When he arrived in the city, he set
up several interviews with merchants looking for magicians to accompany their
caravans north, through the wastelands.
During the day, Amtullah was a
raucous mass of humanity, full of half-breeds and chained cats and corrupt
order keepers and organ hawkers and gene pirates. He had trouble following the
accented Nasheenian of the interior, and the fees for everything—from food and
lodging to transit—were far higher than he’d anticipated. At night, the sky
above Amtullah lit up with the occasional violet or green burst, remnants of a
border barrage that managed to get through the anti-burst guns. The sound of
sirens sent him to bed most nights, as regular as evening prayer.
But when he went to his interviews,
he was cast off the porch or stoop or simply turned away at the gate more often
than not. His color was enough. They did not wait to hear his accent. A little
more talent, perhaps, and he could have perfected a version of Yah Reza’s
illusory eyes to mask the obvious physical evidence of his heritage. As it was,
he kept his burnous up and his hands covered when he traveled, and spoke only
when he had to. It saved him harassment on the street, but not from his
potential employers.
He spent many months in Amtullah
getting thrown off doorsteps and turned away from tissue mechanic shops. Hunger
made him take up employment as a dishwasher at a Heidian restaurant in one of
the seedier parts of Amtullah, the sort of place he did not like walking around
in at night and liked living in even less. He worked fourteen-hour days, six
days a week, and came back to the buggy room he rented smelling of sour cabbage
and vinegar. The other three days of the week he spent at the local boxing gym
looking for real work—magician’s work—something that made his blood sing.

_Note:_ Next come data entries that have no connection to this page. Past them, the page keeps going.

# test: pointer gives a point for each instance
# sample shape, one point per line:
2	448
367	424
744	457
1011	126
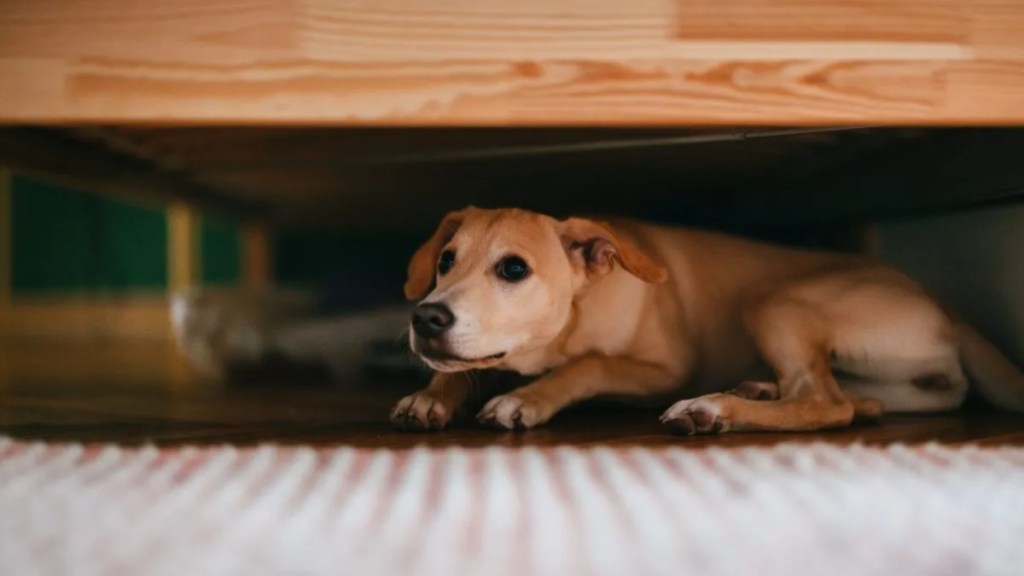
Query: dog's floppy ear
424	261
597	246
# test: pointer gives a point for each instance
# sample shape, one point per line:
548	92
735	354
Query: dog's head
497	283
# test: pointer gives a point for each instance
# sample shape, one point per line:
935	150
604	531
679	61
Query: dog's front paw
699	415
513	411
421	412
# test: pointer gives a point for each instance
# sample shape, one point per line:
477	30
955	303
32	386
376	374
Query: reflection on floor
141	393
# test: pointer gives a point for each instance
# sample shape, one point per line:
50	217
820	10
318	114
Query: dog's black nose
431	321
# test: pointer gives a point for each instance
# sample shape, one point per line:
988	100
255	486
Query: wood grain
525	63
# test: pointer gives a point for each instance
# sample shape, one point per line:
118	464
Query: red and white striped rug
72	509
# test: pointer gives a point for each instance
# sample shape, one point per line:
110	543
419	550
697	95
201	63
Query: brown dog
759	337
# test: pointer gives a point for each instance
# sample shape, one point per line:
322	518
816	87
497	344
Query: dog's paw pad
511	412
420	412
700	415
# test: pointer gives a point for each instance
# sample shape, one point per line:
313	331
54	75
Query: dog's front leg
432	408
583	378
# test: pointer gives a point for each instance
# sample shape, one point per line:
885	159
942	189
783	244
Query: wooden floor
141	394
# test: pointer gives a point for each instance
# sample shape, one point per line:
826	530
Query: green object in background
221	253
67	241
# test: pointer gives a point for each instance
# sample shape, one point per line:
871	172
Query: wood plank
496	63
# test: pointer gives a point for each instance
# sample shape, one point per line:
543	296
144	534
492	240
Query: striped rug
793	509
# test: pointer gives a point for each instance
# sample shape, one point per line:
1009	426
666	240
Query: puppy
754	336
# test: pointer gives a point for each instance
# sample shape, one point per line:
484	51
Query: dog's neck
602	320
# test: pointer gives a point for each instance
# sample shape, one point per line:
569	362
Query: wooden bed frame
523	63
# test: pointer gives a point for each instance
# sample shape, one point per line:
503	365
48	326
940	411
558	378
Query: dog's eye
513	269
445	262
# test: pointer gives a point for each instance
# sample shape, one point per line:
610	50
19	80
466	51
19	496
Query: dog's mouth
442	356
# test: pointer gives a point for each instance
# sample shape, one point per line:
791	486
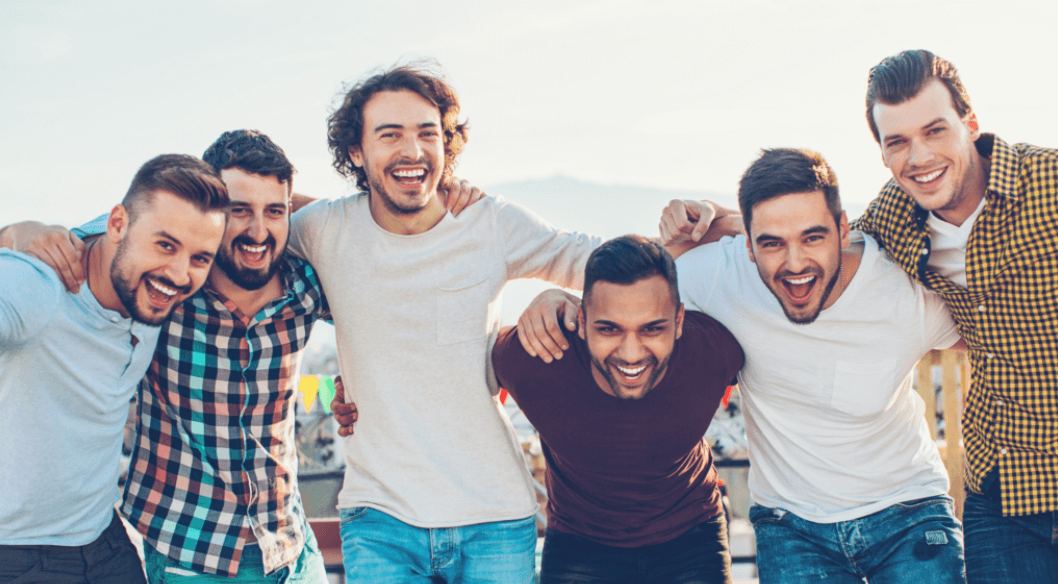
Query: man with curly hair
436	487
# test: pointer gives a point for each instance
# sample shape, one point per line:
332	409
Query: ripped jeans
911	542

And every day, six times a day, he
prayed. He submitted all that he was, this life, everything, to God.
He was pinched and spit on at work
and on the street. His overseers were Heidian women, mostly indifferent, but
the patrons were a mixed group, largely Nasheenian, and when he walked among
them uncovered he was jostled and cursed and jeered. Retaliation would have
meant the loss of his job. A few women, it was true, were disinterested—some
were even kind—but the daily indignities of being a Chenjan man in Nasheen
began to wear him down. He spent less time at the boxing gyms looking for work.
He spent most nights with his forehead and palms pressed to the floor,
wondering if his father had cursed him not to death but to hell.
One late night, he decided to walk
home from work down a street that would take him to the local mosque in time
for midnight prayer. The streets were quiet that night, and the air tasted
metallic, like rain. Or blood.
A group of four or five women walked
toward him on the other side of the street. He paid them no attention until
they crossed over to his side of the empty road and called out to him.
“You have the time?” one of them
asked, and as they neared he could smell the liquor on them. They were young
women.
“I’m sorry, I do not,” he said. “It
is near evening prayer.”
“The fuck’s that accent?” one of
them said.
Rhys picked up his pace.
“Hey, man, I said, what’s that
accent?”
The tallest girl pulled at his
burnous. She was stronger than she looked. The tattered clasp of his burnous
snapped, and it pulled his hood free. He staggered.